My friend Tina is a mental health therapist, and after talking with a health care consultant, she learned that her health care premiums may double starting in January 2026. That would make health care unaffordable to her, and she would have to either drop her health care or cancel her private practice and find a therapist job with an employer that provides health care. Many Americans will be facing similar forks in the road.
The Affordable Care Act was enacted in 2010 and went into full effect in 2014. It fell short of achieving its goal of universal health coverage, mainly because many conservative states refused to participate, even when the federal government offered to pay for it. Nevertheless, it provided individual health insurance for millions of uncovered Americans and greatly reduced anxiety among people with preexisting conditions who no longer had to fear denial of coverage. It also opened up career pathways for people who no longer had to stay trapped in bad jobs for fear of losing health care coverage from their employers.
All of these gains for millions of Americans are being threatened by the Trump administration’s health care policy.
The health care tsunami that’s coming
Here’s the tsunami that’s coming. First, health care insurers for individuals enrolled in ACA/Obamacare marketplace plans are looking to enact the largest premium hikes in more than seven years of around 15%. A quarter of insurers are proposing hikes of 20% or more.
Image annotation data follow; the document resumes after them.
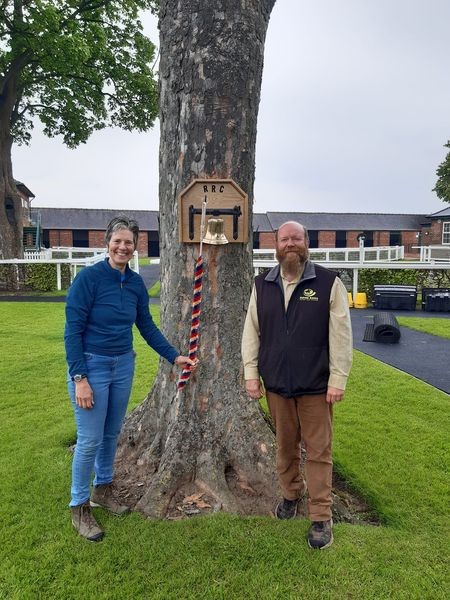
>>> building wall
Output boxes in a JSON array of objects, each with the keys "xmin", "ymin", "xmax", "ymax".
[
  {"xmin": 428, "ymin": 219, "xmax": 442, "ymax": 246},
  {"xmin": 319, "ymin": 231, "xmax": 336, "ymax": 248},
  {"xmin": 373, "ymin": 231, "xmax": 390, "ymax": 246},
  {"xmin": 402, "ymin": 231, "xmax": 420, "ymax": 258},
  {"xmin": 137, "ymin": 231, "xmax": 148, "ymax": 258},
  {"xmin": 89, "ymin": 231, "xmax": 105, "ymax": 248},
  {"xmin": 347, "ymin": 231, "xmax": 361, "ymax": 248},
  {"xmin": 259, "ymin": 231, "xmax": 275, "ymax": 250},
  {"xmin": 48, "ymin": 229, "xmax": 73, "ymax": 247}
]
Second, in 2021, the Biden administration passed a pandemic-era subsidy in the form of “enhanced premium tax credits” that made Obamacare more affordable. Enrollees were able to use these credits to lower their premium costs upfront or by claiming the credits at tax time. Biden also expanded the number of Americans who were eligible for those enhanced subsidies, which led to the ACA marketplace more than doubling in size since 2020, especially among Black and Latino families.
By 2024, a record 93 percent of ACA marketplace enrollees, some 20 million people, received subsidies to help pay for their health care premiums. Had it not been for the enhanced subsidies, annual premium payments for enrollees would have been on average $1,593 instead of the current $888. That $705 savings per individual is equivalent to a 44 percent reduction in premium costs.
President Trump’s “big beautiful bill,” signed into law on July 4, made permanent the Republicans’ 2017 income tax cuts, which massively benefited the wealthiest Americans. But, unfortunately, it did not continue the Biden administration’s enhanced ACA subsidies. So those subsidies, which did so much to make health care more affordable for millions of Americans, will expire at the end of 2025, causing premiums to spike for most ACA enrollees.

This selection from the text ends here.